Zu den Sorgfaltspflichten der Fahrzeugführer bei mehrspurigem parallelem Abbiegen nach rechts.

BGH VI ZR 75/06 Verkündet am:
12. Dezember 2006

StVO §§ 7 Abs. 5, 9 Abs. 1, 41 Abs. 3 Nr. 5 (Zeichen 297); BGB § 823 Ec



BGH, Urteil vom 12. Dezember 2006 - VI ZR 75/06 - LG Berlin
AG Berlin-Mitte

Der VI. Zivilsenat des Bundesgerichtshofs hat am 12. Dezember 2006 im schriftlichen Verfahren mit Schriftsatzfrist bis 3. November 2006 durch die Vize-präsidentin Dr. Müller, den Richter Wellner, die Richterin Diederichsen und die Richter Stöhr und Zoll

für Recht erkannt:

Die Revision gegen das Urteil der Zivilkammer 58 des Landge-richts Berlin vom 1. März 2006 wird auf Kosten der Beklagten zu-rückgewiesen.

Von Rechts wegen

Tatbestand:

Die Klägerin verlangt von den Beklagten Schadensersatz aus einem Verkehrsunfall, an dem der Beklagte zu 1 als Führer eines bei der Beklagten zu 2 haftpflichtversicherten PKW beteiligt war. Am 3. April 2004 fuhr der Zeuge F. mit dem PKW der Klägerin auf der Stadtautobahn in B. An der Einmündung der B.allee ist nach den Richtungspfeilen auf den durch Leitlinien begrenzten Fahrbahnen der Autobahn das Abbiegen nach rechts von der rechten und der mittleren Fahrspur aus vorgesehen. Die Markierungen enden an der Haltelinie vor der Einmündung. Der Zeuge F., der von der mittleren Fahrspur aus nach rechts in die zweispurige B.allee abbiegen wollte, hatte den Fahrtrichtungsan-zeiger nach rechts betätigt und fuhr links neben dem Beklagten zu 1. Der Be-klagte zu 1 bog von der rechten Fahrspur aus in einem weiten Bogen in die B.allee ein und beschädigte dabei das Fahrzeug der Klägerin am rechten hinte-ren Teil der Karosserie.

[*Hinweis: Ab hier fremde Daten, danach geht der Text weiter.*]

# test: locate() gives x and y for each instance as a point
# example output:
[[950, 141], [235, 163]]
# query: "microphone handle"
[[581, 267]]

Das Amtsgericht hat die Klage abgewiesen. Auf die Berufung der Kläge-rin hat das Berufungsgericht unter Abänderung des erstinstanzlichen Urteils den Schadensersatz zum überwiegenden Teil zugesprochen und die Revision zugelassen. Die Beklagten verfolgen mit der Revision weiterhin die Klageab-weisung.

Entscheidungsgründe:

I.

Das Berufungsgericht ist der Auffassung, der Beklagte zu 1 habe den Verkehrsunfall durch sein verkehrswidriges Verhalten allein verschuldet. Daneben trete die Betriebsgefahr des klägerischen Fahrzeugs vollständig zu-rück. Da die Fahrzeuge aus markierten Rechtsabbiegespuren gekommen sei-en, hätte der Beklagte zu 1 die seiner Einordnung vor der Kreuzung entspre-chende rechte Spur einhalten müssen. Der Zeuge F. habe auf Grund der Rich-tungspfeile parallel zum Beklagtenfahrzeug nach rechts abbiegen dürfen. Er habe die linke Spur einhalten müssen, der Beklagte zu 1 die rechte. Zwar sei § 7 Abs. 5 StVO nicht direkt anzuwenden, weil die vor der Kreuzung vorhande-nen Fahrstreifen dort endeten, doch komme dessen Rechtsgedanke über § 1 Abs. 2 StVO zur Anwendung.

II.

Das Berufungsurteil hält revisionsrechtlicher Nachprüfung stand.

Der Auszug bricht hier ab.